SELECT @R = LTRIM(RTRIM(CAST(Data as nvarchar(4000)))) FROM

(SELECTCASE WHEN SC.UC is null THEN SUBSTRING(@T, num, 1) ELSE NCHAR(32) END

FROMdbo.Numbers N LEFT OUTER JOIN

cte_Space SC ON UNICODE(SUBSTRING(@T, num, 1)) = SC.UC

WHEREN.Num <= LEN(@T)

FORXML PATH (''), TYPE ) AS Z(Data);

RETURN @R

END

GO

--############################################################################################################

DECLARE @T nvarchar(100) = 'this is just a' + NCHAR(160) + 'text' + NCHAR (8195) + 'for test' + NCHAR(8195) + nchar(8196);

SELECT '>' + RTRIM (@T) + '<', '>' + dbo.fn_NTRIM (@T) + '<';

TheSQLGuru SSC Guru Points: 134017 More actions · Answer 13

BEWARE the Scalar UDF though!! It has MANY downsides, including voiding the use of parallelism, preventing accurate estimates but the optimizer (with associated bad performance and bad concurrency), often forcing row-by-agonizing-row operations under the covers, etc.

Best,
Kevin G. Boles
SQL Server Consultant
SQL MVP 2007-2012
TheSQLGuru on googles mail service

Thomas Schutte SSChasing Mays Points: 646 More actions · Answer 14

If you only have alphanumeric values on your column you can use STUFF in combination with PATINDEX to get rid of the junk:

DECLARE @teststring nvarchar(20)
SET @teststring = 'test ' + CHAR(13)
SELECT REVERSE(STUFF(REVERSE(@teststring), 1, PATINDEX('%[a-z0-1]%', REVERSE(@teststring)) - 1, ''))

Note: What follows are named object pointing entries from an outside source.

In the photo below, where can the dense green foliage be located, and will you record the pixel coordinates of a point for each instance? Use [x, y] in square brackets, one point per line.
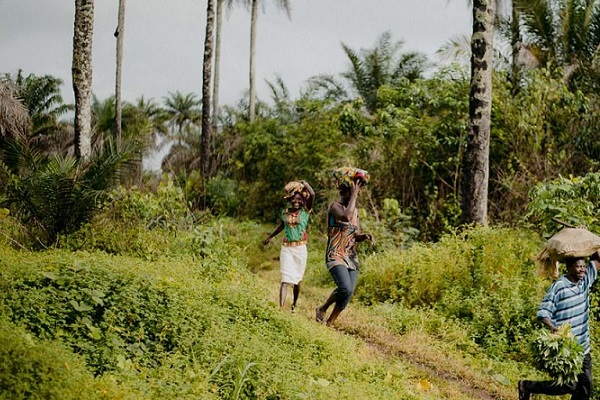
[558, 354]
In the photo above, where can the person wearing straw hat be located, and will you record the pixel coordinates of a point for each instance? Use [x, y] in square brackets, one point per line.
[294, 221]
[567, 302]
[343, 232]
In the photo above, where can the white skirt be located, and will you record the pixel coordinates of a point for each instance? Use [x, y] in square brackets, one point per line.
[293, 263]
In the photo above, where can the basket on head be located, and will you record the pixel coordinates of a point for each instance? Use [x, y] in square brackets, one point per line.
[346, 176]
[568, 243]
[292, 188]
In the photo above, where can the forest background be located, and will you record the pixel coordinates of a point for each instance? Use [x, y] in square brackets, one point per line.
[134, 284]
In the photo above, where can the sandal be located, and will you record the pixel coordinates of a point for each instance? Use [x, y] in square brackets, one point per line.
[319, 315]
[523, 393]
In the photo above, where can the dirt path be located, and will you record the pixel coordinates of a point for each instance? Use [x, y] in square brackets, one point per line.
[448, 371]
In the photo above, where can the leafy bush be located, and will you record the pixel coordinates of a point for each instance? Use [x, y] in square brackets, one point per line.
[30, 368]
[574, 200]
[96, 312]
[483, 277]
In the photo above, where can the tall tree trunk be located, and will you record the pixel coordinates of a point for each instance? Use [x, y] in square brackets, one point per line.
[515, 45]
[82, 76]
[206, 80]
[252, 99]
[217, 74]
[119, 34]
[476, 161]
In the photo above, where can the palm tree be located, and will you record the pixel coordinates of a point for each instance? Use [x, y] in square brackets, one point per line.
[476, 160]
[119, 34]
[82, 75]
[282, 4]
[14, 117]
[565, 33]
[181, 112]
[370, 69]
[206, 80]
[41, 95]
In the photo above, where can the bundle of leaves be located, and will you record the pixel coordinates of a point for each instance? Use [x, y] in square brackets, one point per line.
[558, 354]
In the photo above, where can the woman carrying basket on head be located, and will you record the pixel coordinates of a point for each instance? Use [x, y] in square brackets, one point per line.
[294, 221]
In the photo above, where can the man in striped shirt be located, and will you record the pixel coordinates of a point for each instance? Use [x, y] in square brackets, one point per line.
[567, 301]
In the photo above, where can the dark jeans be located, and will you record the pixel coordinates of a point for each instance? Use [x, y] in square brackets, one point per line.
[580, 390]
[345, 279]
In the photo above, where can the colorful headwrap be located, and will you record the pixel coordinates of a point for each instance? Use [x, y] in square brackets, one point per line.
[345, 176]
[292, 188]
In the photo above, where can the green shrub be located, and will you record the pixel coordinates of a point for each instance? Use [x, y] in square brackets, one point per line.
[33, 369]
[484, 277]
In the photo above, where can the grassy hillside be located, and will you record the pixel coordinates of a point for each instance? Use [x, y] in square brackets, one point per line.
[196, 316]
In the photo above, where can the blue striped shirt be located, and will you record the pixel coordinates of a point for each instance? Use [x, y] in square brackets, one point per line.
[568, 302]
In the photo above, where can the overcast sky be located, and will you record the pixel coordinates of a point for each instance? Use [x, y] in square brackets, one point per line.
[164, 41]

PATINDEX identifies the first valid character from the back using REVERSE (either letter or number) and removes the rest.

Robert-378556 SSCertifiable Points: 5976 More actions · Answer 15

Paul Hernández (4/22/2015)
Hi Tom, thanks for your answer.
Please forget my first post, I copied and pasted the query that SSAS issues, therefore contains this weird aliasing.
Here is a better code:
SELECT
DISTINCT
[dim_vArticles].[ArticleId],
'"'+rtrim([StyleDescription])+'"' AS StyleDescription
, ASCII(RIGHT([StyleDescription],1)) ASCIIChar
FROM [dim].[vArticles] AS [dim_vArticles]
where ArticleId = '82-4056204122396-129'
Here is the result:
I expect the blank space at the end to be removed, but as it can be seen is still there, so the question is, why the RTRIM function does not remove the space at the end of the string?
Thanks for your help!

In sql server you can't use alias in the same select, so "ASCII(RIGHT([StyleDescription],1)) ASCIIChar" fetches the original value, not the trimmed value from alias.

Try this:

SELECT

DISTINCT

[dim_vArticles].[ArticleId],

'"'+rtrim([StyleDescription])+'"' AS StyleDescription_alias

, ASCII(RIGHT([StyleDescription_alias],1)) ASCIIChar

FROM [dim].[vArticles] AS [dim_vArticles]

where ArticleId = '82-4056204122396-129'

This will return "invalid column name StyleDescription_alias".